Human
history has largely been the story of destructive human impact on the natural
world. Deforestation is at least as old as civilization and is specifically
mentioned in Plato’s dialogue Critias. There is indirect evidence for salt buildup, resulting from irrigation,
that damaged the grain fields of Mesopotamia thousands of years ago. Since the
explosion of both human technology and population, our impacts have become
extensive enough to alter the entire ecosystem of the Earth, ushering in a new
geological age, the Anthropocene (the epoch of humans).
Nature
will eventually clean up our mess. The problem is that this cleanup can take
such a long time that our civilization will not be able to persist while the
Earth cleans up our mess. We are like the massive dinosaurs that, at the end of
the Cretaceous, required daily masses of food. When the asteroid plunged the
world first into a pizza-oven fire and then into darkness caused massive
disruption of food chains, life recuperated, but the dinosaurs, who could not
persist through this interruption, did not.
Occasionally,
however, human cultures have invented technologies that reduced our impact on
the Earth. One of the best examples of this is terraces. Agriculture always
causes soil erosion, the loss of the very soil on which agriculture depends.

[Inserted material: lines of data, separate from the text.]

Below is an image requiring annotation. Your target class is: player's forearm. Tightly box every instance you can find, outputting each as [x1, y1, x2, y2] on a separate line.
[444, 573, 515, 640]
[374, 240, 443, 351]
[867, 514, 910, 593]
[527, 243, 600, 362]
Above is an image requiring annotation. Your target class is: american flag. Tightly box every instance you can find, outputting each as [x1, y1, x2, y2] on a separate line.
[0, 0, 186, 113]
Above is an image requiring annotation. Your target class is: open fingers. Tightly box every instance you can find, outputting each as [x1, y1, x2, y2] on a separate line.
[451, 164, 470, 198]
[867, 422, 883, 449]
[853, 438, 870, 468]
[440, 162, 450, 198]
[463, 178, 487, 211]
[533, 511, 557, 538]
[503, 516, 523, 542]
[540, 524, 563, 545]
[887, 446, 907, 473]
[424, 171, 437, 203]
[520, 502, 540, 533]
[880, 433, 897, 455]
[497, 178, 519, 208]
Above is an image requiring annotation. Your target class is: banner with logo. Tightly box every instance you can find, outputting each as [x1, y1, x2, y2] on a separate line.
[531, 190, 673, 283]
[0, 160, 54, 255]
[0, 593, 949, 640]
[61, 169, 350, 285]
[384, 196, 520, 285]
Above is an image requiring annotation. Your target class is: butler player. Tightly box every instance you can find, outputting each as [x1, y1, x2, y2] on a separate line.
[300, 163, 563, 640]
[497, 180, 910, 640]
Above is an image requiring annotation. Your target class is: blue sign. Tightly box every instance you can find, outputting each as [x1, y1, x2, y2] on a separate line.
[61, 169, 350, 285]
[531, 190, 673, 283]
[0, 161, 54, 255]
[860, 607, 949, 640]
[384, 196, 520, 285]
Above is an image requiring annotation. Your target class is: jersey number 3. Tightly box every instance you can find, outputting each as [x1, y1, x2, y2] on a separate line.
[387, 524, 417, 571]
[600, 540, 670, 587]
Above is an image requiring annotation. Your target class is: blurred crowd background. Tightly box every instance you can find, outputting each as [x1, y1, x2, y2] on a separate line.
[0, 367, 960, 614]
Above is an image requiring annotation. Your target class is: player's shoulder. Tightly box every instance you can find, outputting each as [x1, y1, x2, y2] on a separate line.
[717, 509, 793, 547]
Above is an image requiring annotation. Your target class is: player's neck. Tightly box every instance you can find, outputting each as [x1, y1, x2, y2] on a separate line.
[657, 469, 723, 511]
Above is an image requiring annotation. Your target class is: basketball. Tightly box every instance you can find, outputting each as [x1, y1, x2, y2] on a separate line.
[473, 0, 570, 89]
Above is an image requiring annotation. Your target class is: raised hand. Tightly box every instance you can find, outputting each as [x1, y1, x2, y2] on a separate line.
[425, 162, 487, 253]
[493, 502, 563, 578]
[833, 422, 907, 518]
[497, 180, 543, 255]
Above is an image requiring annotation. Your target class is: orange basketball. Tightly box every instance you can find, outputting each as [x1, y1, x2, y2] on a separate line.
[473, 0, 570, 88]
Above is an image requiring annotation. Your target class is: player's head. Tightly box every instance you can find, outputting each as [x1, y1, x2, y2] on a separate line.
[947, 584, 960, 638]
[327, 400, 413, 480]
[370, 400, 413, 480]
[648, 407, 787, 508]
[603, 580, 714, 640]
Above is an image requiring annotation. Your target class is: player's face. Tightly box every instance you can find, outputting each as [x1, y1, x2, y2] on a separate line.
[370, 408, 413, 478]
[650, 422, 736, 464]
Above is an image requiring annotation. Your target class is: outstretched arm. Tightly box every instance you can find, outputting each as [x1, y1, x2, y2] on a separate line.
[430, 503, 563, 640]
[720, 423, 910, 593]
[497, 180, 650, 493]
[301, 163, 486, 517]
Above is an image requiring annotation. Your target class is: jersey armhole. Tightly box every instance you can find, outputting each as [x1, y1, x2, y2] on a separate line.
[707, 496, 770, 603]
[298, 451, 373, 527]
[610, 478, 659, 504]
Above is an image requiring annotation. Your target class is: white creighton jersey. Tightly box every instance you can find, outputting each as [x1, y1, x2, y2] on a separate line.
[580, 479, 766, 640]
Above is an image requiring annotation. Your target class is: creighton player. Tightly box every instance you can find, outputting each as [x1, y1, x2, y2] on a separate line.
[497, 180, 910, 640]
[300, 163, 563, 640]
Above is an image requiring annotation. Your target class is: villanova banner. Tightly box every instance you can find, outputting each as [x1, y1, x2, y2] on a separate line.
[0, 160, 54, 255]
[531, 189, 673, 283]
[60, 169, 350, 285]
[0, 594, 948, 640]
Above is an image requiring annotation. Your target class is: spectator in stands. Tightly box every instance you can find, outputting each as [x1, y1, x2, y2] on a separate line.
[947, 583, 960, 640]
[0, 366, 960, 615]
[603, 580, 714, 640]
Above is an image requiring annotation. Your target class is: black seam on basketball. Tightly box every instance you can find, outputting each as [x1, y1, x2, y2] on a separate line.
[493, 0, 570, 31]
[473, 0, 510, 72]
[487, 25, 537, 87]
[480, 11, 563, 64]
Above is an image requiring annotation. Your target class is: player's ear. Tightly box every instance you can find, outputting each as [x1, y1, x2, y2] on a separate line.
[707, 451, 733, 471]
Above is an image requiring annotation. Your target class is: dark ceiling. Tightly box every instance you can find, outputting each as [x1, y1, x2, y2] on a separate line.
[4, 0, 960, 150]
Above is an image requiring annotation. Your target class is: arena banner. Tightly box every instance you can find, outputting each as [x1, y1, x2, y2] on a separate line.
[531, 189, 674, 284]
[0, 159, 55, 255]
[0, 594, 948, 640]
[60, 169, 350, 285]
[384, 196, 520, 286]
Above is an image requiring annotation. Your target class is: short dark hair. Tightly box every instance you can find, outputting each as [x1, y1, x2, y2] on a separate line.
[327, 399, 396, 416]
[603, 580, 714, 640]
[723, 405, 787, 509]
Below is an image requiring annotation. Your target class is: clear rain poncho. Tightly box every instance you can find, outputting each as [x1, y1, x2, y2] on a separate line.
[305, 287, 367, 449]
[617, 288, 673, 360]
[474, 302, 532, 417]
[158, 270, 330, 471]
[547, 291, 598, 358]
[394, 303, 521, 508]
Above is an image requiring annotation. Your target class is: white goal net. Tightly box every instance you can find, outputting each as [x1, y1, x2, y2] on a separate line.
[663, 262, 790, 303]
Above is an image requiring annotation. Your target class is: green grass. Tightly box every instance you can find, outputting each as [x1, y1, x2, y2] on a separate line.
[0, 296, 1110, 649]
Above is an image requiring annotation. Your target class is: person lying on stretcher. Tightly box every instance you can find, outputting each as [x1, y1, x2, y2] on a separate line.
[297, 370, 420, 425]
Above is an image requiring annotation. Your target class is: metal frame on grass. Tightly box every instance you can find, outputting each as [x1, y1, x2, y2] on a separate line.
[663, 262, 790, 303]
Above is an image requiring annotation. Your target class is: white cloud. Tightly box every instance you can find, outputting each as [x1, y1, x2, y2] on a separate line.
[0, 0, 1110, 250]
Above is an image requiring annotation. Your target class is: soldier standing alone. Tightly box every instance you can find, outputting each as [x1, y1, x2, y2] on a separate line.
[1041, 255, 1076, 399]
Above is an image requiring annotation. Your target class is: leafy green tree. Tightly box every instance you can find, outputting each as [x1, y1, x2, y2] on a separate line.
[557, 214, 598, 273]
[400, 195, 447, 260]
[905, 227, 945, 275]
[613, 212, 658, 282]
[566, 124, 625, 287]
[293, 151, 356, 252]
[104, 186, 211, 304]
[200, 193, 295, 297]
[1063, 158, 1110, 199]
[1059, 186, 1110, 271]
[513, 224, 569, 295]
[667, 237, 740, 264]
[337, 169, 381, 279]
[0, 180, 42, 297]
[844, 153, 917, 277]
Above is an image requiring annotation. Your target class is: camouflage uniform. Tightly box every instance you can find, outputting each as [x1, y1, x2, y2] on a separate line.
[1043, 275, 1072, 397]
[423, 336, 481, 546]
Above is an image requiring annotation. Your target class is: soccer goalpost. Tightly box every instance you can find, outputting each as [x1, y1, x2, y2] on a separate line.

But this erosion is greatly reduced by the use of terraces. As the rain water
runs downhill, it slows down on each terrace and lets the soil settle before
proceeding further down the hill. Sometimes terraces wash away, but they have
had the overall effect of reducing erosion. Terrace agriculture, especially of
rice, can continue for centuries.
We
cannot simply relax and assume that somehow human culture will solve our
environmental problems. Terraces reduce soil erosion, but somebody had to invent terraces. Terraces may have been invented
over and over in separate locations. It required human creativity and will.
Whoever
invented terraces did not do so in order to save the Earth. They did so because
they wanted to save their own farmlands from the ravages of erosion. The
long-term and widespread effect was to help save the Earth.
Today,
one of our biggest challenges is global warming. What can we do about it? We can
invent new technologies that allow us to use less energy in order to achieve
our goals or find new sources of energy that do not emit carbon dioxide. Human
technological creativity has given us a dazzling array of such inventions, from
wind generators to LED bulbs to solar power.
But
these things do not simply happen. Somebody has to do them. And it requires an
initial investment to get the technology started. In modern society this occurs
best with government support of invention and application. And many countries
are doing a much, much better job of this than the United States. Western
European countries, China, and Japan are examples of places where the
government invests heavily in new energy technology. Already, the people in
these countries are reaping the benefits of these investments. That is, the
taxpayers that supported these projects are seeing the benefits of their tax
money. In contrast, the American government seems hostile toward alternative
energy development. This has been the case for a long time. Most wind
generators come from China and Denmark, not because Americans can’t invent good
wind generators but because China and European countries have invested in wind
generator development. This is part of a general Trump Administration hostility
toward science. Republicans see basic scientific research (e.g., into ecology
and evolution) as a threat to their beliefs, and they actively oppose applied
research into alternative energy as a threat to the oil companies who give them
so much money.
It is as
if, thousands of years ago, ancient governments actively opposed the adoption
of terraces and insisted on the continuation of soil erosion.